Investigating dark matter, from New York to Tokyo

Enrico Rinaldi, Special Postdoctoral Researcher

Image of Rinaldi

Computational Group at RIKEN BNL Research Center/RIKEN Nishina Center for Accelerator-Based Science

Describe your role at RIKEN.

I have a Special Postdoctoral Researcher (SPDR) fellowship, which allows me to investigate the nature of dark matter using some of the fastest supercomputers in the world. My role is to pursue new directions in particle physics and to uncover new questions that need the help of powerful supercomputers to solve. I work as part of the Computational Group at the RIKEN BNL Research Center in the United States, led by Taku Izubuchi. I’ve also been a member of the Quantum Hadron Laboratory at the Nishina Center in Japan since April, working with Professor Tetsuo Hatsuda.

When did you join RIKEN?

I joined RIKEN from New York in 2016 as a SPDR fellow for the RIKEN BNL Research Center at Brookhaven National Laboratory.

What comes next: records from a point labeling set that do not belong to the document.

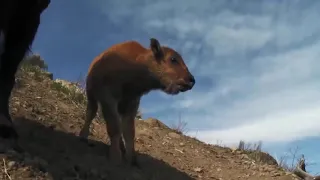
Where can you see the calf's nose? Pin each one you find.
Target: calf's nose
(191, 81)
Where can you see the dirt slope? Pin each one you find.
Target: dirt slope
(49, 122)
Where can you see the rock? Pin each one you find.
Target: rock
(11, 164)
(174, 135)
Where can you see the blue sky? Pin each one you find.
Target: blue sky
(256, 63)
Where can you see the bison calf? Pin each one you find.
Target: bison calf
(119, 77)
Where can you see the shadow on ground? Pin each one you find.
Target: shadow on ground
(66, 157)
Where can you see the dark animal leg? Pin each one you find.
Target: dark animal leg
(9, 63)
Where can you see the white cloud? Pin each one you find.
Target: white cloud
(260, 61)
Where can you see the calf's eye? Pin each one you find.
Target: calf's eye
(174, 60)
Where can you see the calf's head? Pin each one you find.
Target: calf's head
(169, 69)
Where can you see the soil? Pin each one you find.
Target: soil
(49, 122)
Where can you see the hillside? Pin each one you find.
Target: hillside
(49, 117)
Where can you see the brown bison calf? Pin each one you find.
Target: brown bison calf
(117, 79)
(19, 21)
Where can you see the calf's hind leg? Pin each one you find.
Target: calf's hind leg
(112, 118)
(128, 111)
(91, 111)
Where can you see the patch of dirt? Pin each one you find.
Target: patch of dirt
(49, 122)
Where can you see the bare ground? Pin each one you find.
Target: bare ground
(49, 121)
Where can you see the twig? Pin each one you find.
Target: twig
(5, 169)
(300, 171)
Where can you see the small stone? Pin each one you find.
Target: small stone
(173, 135)
(198, 170)
(11, 164)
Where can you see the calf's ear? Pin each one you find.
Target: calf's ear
(43, 4)
(156, 48)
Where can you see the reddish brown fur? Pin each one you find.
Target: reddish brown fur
(117, 79)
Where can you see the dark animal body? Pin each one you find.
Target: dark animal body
(19, 21)
(119, 77)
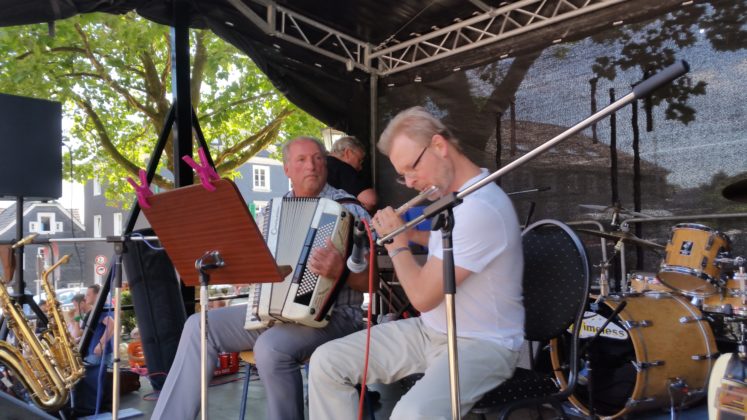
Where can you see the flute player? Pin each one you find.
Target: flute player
(489, 310)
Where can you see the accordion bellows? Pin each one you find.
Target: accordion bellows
(293, 228)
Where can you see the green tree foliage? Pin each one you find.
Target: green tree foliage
(112, 73)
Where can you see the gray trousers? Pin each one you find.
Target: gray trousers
(399, 349)
(279, 352)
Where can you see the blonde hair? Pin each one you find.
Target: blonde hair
(417, 124)
(347, 142)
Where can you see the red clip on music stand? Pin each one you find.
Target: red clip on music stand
(195, 224)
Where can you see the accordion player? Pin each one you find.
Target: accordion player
(293, 228)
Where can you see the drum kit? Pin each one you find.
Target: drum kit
(667, 339)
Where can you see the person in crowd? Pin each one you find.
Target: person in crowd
(344, 165)
(281, 349)
(488, 271)
(101, 345)
(74, 316)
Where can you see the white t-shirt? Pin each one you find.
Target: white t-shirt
(487, 242)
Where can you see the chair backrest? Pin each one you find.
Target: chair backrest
(556, 278)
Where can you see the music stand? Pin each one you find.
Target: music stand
(203, 230)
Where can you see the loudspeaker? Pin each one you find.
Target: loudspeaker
(160, 313)
(31, 140)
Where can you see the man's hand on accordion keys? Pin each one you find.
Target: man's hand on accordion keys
(327, 261)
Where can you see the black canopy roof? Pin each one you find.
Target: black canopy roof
(321, 54)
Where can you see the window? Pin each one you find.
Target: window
(261, 177)
(259, 206)
(97, 226)
(117, 229)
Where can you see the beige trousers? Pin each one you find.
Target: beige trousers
(399, 349)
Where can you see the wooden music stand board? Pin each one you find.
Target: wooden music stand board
(209, 235)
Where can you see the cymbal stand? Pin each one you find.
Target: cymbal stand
(119, 249)
(604, 287)
(209, 261)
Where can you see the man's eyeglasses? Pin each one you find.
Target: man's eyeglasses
(402, 178)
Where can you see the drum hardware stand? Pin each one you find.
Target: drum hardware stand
(585, 352)
(211, 260)
(449, 201)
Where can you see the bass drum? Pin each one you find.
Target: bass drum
(727, 391)
(656, 345)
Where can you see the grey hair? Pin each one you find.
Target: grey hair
(347, 142)
(286, 146)
(417, 124)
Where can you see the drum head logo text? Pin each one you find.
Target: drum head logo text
(593, 322)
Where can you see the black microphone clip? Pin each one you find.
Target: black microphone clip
(358, 261)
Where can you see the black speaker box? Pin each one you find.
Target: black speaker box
(160, 313)
(31, 145)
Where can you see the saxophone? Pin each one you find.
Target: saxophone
(48, 366)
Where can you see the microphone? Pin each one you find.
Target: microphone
(357, 261)
(25, 241)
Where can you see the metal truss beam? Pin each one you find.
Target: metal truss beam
(484, 28)
(292, 27)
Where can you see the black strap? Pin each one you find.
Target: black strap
(349, 200)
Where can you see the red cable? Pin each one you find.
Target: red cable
(368, 317)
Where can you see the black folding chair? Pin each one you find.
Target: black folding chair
(556, 288)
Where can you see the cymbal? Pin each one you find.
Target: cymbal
(618, 209)
(626, 237)
(736, 191)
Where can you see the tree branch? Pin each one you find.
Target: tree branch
(54, 50)
(105, 75)
(239, 102)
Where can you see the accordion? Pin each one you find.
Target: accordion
(293, 228)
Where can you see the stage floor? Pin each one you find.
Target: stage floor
(224, 397)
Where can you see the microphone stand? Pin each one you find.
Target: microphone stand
(450, 200)
(209, 261)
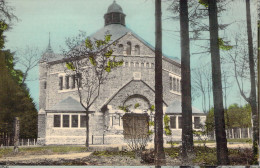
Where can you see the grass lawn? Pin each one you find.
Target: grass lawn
(204, 156)
(42, 150)
(245, 140)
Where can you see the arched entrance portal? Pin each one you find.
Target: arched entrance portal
(138, 103)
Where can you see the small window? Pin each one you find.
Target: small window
(173, 122)
(56, 122)
(197, 122)
(170, 83)
(73, 78)
(74, 122)
(137, 50)
(67, 84)
(132, 64)
(174, 84)
(180, 122)
(120, 49)
(82, 121)
(45, 85)
(129, 48)
(79, 79)
(61, 82)
(178, 86)
(66, 121)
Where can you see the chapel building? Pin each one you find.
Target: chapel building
(61, 118)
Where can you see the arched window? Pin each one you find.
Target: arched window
(120, 49)
(178, 86)
(129, 48)
(174, 84)
(137, 50)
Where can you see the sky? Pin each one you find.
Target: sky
(65, 18)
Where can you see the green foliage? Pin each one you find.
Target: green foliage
(113, 64)
(42, 150)
(88, 44)
(109, 53)
(150, 132)
(137, 105)
(152, 108)
(167, 129)
(92, 60)
(130, 154)
(3, 27)
(125, 108)
(173, 152)
(108, 38)
(235, 116)
(70, 66)
(223, 45)
(151, 123)
(15, 100)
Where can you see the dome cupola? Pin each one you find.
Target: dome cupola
(114, 15)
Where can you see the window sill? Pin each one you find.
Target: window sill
(68, 90)
(69, 127)
(178, 93)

I had come from a national laboratory in the US and wanted to continue my research. Joining RIKEN allowed me to do that, and the administration provided a substantial research grant together with a globalized environment that facilitates interdisciplinary interactions.

Picture of Enrico Rinaldi

What do you think has been the most interesting discovery in your field recently?

Generally, high-energy particle physics (just a fancy way of describing work on tiny, tiny particles) doesn’t make the news much. However, the whole world tuned into the discovery of the Higgs boson in 2012 by experimentalists at CERN, the largest particle-accelerator research center in the world. It was a huge breakthrough, and the two physicists who predicted the existence of the Higgs boson years earlier received a Nobel Prize just a year later. The Higgs discovery relates very directly to my work because I work on particle theories in which the Higgs boson is not what the standard model predicts, and so I eagerly await new experimental measurements of the particle.

What technologies do you use?

Until recently, RIKEN hosted one of the world’s top-ten supercomputers, the K computer, at the R-CCS in Kobe. Soon the R-CCS will have a successor, Supercomputer Fugaku, and RIKEN will have one of the fastest supercomputers in the world. Right now, I also have access to some of the world’s fastest computers through some US partnerships.

Describe your current research.

My current research is about understanding the interactions among elementary particles in the standard model of particle physics, and working on theories that go beyond and extend the standard model. It probably sounds very abstract and complicated, but it’s about figuring out why we are here, what happened during the Big Bang and what dark matter is.

What is the best thing about working at RIKEN?

The best thing about RIKEN is its highly interdisciplinary approach to research. I’m a theoretical particle physicist, but I’m also a computational physicist. I have direct contact with both worlds at RIKEN. Moreover, being able to talk to experimental particle physicists is also important, and working at the RIKEN BNL Research Center in New York made that easy for me.